If you have had parsnips this years that were very difficult to clean up as a result of these brown marks and you have been growing then in the same medium year in year out, then the answer is to have clean sand. I had problems with my Long Carrots this year as my selection was badly depleted because of a black canker type disease that developed around the shoulder of the carrot. This is a disease that is not seen too often in growing carrots but mainly in those that are kept in store.
Most vegetable gardens, particularly those of the keen exhibitors are looking tired by now with only the odd vegetable here and there after most of them have been picked up and used at the last show. In my case I have a large number of Corrie carrots left over in the bed, not because they are no good, simply because they were surplus to requirements at the time as I had already selected the best for competition and I did manage to win with them at the Harrogate show. It will therefore be rather nice to have an ample supply of what in my opinion is one of the tastiest carrots available.
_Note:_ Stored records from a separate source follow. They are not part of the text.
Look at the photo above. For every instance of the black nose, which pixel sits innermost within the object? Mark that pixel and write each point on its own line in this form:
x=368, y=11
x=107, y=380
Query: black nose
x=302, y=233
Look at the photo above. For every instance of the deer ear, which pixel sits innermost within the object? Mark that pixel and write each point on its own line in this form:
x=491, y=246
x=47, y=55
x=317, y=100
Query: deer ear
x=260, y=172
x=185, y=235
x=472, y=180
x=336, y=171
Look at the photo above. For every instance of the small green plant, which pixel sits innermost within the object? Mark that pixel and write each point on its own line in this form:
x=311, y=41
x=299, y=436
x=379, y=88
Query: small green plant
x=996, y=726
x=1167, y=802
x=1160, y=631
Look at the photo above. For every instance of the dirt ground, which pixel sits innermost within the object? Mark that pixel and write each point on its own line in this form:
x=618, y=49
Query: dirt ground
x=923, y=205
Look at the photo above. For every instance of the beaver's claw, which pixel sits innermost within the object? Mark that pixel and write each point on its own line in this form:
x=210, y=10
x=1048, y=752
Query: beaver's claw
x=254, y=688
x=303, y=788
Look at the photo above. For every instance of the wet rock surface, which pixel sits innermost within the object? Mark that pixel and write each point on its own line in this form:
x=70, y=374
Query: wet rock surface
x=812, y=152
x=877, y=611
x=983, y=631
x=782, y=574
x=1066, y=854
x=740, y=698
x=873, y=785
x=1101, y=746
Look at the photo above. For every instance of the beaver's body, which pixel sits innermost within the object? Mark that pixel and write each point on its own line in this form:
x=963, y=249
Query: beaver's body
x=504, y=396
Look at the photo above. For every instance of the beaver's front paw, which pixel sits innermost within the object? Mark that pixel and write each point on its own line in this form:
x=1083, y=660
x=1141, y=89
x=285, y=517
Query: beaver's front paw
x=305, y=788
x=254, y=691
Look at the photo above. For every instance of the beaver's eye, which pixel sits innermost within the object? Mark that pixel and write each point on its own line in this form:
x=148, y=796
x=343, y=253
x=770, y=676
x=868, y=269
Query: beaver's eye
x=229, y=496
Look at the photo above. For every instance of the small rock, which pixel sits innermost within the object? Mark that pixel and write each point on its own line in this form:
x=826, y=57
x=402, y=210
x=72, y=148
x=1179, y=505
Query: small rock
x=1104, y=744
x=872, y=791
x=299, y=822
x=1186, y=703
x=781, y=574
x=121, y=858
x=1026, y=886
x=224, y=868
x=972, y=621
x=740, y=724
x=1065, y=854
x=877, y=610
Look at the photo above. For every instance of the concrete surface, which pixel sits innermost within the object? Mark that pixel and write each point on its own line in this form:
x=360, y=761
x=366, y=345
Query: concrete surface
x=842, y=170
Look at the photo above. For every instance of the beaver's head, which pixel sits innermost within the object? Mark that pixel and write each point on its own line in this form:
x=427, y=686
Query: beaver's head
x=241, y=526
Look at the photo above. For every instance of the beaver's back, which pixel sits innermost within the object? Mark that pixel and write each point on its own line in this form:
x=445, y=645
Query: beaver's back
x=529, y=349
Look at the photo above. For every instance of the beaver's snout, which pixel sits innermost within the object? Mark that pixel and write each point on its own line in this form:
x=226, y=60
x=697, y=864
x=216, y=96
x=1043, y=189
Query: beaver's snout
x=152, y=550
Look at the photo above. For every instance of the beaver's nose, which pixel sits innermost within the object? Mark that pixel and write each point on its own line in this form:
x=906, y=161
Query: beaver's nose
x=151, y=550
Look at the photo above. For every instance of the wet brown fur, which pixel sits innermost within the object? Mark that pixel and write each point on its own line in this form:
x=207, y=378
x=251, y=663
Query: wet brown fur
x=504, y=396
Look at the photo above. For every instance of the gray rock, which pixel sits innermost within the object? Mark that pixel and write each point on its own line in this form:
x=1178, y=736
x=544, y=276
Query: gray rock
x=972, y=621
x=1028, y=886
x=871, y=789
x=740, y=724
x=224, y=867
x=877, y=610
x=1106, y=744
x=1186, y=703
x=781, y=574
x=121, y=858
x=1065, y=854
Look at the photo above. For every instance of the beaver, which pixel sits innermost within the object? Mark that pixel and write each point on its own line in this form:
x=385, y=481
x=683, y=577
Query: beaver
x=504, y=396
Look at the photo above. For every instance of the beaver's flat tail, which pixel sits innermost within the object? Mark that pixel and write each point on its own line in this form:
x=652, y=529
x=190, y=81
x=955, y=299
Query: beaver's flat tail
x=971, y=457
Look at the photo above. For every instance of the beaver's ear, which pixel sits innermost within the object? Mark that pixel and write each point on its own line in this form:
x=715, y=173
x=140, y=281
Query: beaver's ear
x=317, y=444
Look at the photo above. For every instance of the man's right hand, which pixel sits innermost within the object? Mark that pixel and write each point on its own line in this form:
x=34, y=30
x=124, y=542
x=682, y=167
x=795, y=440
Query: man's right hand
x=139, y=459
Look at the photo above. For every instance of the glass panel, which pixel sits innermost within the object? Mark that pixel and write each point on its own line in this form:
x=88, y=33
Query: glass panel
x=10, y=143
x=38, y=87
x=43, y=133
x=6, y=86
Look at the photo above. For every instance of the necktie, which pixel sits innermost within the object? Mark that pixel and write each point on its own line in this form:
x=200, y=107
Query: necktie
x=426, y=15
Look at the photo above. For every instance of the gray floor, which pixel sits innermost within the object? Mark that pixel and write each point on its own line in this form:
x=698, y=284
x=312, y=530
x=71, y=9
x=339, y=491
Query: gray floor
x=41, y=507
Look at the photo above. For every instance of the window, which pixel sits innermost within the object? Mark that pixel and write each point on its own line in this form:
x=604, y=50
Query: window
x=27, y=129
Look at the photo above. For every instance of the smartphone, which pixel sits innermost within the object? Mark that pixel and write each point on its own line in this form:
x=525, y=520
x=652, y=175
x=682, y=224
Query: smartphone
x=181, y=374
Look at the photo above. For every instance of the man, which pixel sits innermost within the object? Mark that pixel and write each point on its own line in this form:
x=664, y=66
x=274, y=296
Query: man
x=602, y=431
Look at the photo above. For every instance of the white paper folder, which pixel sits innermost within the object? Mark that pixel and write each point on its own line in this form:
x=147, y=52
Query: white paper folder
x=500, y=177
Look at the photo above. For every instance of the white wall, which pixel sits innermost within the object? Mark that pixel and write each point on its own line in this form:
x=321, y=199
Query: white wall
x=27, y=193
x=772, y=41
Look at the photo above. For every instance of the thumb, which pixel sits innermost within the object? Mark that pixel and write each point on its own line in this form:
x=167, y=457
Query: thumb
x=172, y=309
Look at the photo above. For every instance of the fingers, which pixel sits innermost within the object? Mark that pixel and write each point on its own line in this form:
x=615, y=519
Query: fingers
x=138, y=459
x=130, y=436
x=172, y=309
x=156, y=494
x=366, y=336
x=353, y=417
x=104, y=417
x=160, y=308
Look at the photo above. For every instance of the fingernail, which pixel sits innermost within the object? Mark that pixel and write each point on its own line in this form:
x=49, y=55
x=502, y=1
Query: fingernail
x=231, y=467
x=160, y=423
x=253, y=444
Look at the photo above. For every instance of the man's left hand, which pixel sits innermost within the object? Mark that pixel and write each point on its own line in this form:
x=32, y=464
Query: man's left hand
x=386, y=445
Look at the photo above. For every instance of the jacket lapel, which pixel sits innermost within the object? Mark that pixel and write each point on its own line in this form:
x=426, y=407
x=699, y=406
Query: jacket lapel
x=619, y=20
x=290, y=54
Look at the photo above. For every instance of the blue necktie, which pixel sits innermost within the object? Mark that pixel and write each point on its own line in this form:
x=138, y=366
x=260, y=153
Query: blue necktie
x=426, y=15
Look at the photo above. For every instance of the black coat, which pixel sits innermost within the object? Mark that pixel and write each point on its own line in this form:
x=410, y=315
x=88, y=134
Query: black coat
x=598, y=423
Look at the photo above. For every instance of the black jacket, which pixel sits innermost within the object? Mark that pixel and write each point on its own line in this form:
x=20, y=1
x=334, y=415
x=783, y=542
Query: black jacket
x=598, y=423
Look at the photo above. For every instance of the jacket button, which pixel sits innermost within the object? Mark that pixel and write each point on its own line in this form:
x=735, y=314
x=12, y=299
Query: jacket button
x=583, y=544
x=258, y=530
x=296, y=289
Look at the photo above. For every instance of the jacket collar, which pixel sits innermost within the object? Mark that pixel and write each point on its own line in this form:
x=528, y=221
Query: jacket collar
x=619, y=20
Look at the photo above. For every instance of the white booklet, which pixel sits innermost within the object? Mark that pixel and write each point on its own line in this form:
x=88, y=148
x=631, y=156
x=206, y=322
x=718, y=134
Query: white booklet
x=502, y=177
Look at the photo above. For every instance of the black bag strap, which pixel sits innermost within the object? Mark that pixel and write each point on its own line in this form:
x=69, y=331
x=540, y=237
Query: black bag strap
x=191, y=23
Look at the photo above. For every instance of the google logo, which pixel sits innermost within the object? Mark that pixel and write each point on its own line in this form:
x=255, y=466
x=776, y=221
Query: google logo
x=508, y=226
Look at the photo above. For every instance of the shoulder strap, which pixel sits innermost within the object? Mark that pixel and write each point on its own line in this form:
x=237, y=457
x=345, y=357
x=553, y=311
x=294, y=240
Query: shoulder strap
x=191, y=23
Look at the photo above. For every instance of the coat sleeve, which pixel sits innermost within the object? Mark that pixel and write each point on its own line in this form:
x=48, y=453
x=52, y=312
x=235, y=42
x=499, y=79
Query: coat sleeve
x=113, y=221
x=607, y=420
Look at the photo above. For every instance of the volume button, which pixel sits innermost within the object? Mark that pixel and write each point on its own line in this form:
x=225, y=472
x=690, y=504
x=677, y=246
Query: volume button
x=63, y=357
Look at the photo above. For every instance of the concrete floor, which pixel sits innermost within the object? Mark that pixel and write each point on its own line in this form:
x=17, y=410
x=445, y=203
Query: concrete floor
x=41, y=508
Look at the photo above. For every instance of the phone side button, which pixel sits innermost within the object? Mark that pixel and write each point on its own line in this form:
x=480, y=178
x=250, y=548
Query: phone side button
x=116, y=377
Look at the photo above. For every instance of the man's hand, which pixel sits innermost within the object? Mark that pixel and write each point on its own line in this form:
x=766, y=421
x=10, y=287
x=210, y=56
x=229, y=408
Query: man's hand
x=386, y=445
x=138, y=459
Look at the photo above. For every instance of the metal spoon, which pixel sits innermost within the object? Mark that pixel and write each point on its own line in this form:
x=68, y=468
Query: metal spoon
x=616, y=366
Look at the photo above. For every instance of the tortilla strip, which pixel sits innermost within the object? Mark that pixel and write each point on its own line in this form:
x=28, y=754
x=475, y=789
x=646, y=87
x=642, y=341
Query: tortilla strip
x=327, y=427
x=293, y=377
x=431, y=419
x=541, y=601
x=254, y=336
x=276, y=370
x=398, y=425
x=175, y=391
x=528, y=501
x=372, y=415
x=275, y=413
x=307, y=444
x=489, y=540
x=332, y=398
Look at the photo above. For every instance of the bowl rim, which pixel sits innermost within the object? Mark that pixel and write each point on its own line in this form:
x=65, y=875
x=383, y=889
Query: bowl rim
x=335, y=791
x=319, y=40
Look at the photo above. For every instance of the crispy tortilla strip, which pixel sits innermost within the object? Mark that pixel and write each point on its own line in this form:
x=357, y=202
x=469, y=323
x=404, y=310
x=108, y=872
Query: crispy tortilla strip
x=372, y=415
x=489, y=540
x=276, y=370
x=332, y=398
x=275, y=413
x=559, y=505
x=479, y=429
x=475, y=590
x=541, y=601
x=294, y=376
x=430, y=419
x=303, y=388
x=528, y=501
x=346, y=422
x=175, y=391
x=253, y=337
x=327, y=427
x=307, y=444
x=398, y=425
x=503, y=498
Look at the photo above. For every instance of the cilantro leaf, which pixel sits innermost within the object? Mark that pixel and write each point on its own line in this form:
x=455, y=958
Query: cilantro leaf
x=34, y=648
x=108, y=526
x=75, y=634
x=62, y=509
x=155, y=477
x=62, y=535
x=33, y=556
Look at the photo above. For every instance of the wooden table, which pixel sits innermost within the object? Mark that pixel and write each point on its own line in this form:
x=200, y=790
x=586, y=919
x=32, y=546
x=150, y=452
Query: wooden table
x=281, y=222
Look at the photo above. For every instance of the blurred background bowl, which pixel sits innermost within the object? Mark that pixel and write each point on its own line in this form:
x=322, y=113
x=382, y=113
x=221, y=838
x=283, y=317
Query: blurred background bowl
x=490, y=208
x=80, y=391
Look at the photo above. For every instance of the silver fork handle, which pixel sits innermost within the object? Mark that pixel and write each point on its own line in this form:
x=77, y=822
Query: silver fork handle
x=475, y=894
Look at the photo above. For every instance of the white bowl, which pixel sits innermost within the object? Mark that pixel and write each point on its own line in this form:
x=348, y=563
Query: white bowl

These will be left in the bed if necessary through early Winter as I prefer to have them fresh from the ground for eating, and as we rarely have sustained frosty periods on Anglesey, I won’t have to take any protective measures.
Cleaning the Beds
As soon as the last carrot is removed, two of the three beds will be cleaned up of any weeds and as both were filled with clean concreting sand earlier on in the year, it will be a very easy task. The sand will then be roughly loosened over with a gaff and each bed soaked with full strength solution of Armillatox.
The third bed was also filled up earlier this year but with the old sand from my parsnips bed and even though I managed to pull some good carrots from this bed, the quality of those from the beds with the clean sand was much better.
The reason for clearing out the sand initially from the parsnip beds was because of the deep ingrained brown marks that were evident on every parsnip that I pulled last year. This brown marking becomes evident after a number of years and must be as a result of the old fine hair like roots that are annually left in the beds after each parsnip is pulled. As I explained in an article a few weeks ago, Trevor Last from Stowmarket is convinced that these roots, which are evident in abundance if you take a core out of a bore hole a few days after having pulled a parsnip; are non existent later on in the year when the beds are emptied out. Trevor is convinced that these rotting roots over the years must eventually contaminate the beds leaving the brown marks on the skins.
If you have had parsnips this years that were very difficult to clean up as a result of these brown marks and you have been growing then in the same medium year in year out, then the answer is to have clean sand. The parsnips that I pulled this year never had a single mark on them which must surely prove the point. When I used some of the old sand from the parsnip beds in the third short carrot bed the disease must have been there as the carrots never really grew as well as the others.
One of a few disasters that I had this year was with my long carrots, even though I managed to win a few classes with them, my selection was badly depleted because of a black canker type disease that developed around the shoulder of the carrot. This is a disease that is not seen too often in growing carrots but mainly in those that are kept in store. It certainly reduced my bed by over 50% which was heart breaking and after a conversation with a carrot breeder, he said that this disease is spread by spores so next year I shall spray them at an early stage with a suitable fungicide.
The blackening around the shoulder becomes evident fairly early on in the season, around June time, so you must keep a sharp look out for the warning signs. The first sign is that you will notice the leaf stalks starting to turn black at soil level slowly creeping up the stalks whilst at the same time blackening the crown and shoulders of the carrot. This blackening is also followed by a number of tiny cracks around the shoulder which eventually develop into deep ones. As soon as I saw that I had a problem, those carrots that had any sign of blackening were removed and disposed of but I refrained from spraying as I wanted to see whether or not the removal of all the infected ones would stop it”s spread. Unfortunately it didn’t and many more good carrots succumbed to it.
The sad thing is that you never really know how good those carrots would have been as it seems to stop their development having the effect of squeezing the life from the carrot as the blackening spreads around the neck inwards. As a preventative measure, when the beds are emptied and during the refilling of them later on this year, the sand which was clean sand two years ago, will be saturated in layers with full strength Armillatox as a precautionary measure and in an attempt to kill any spores should there be any left in the bed.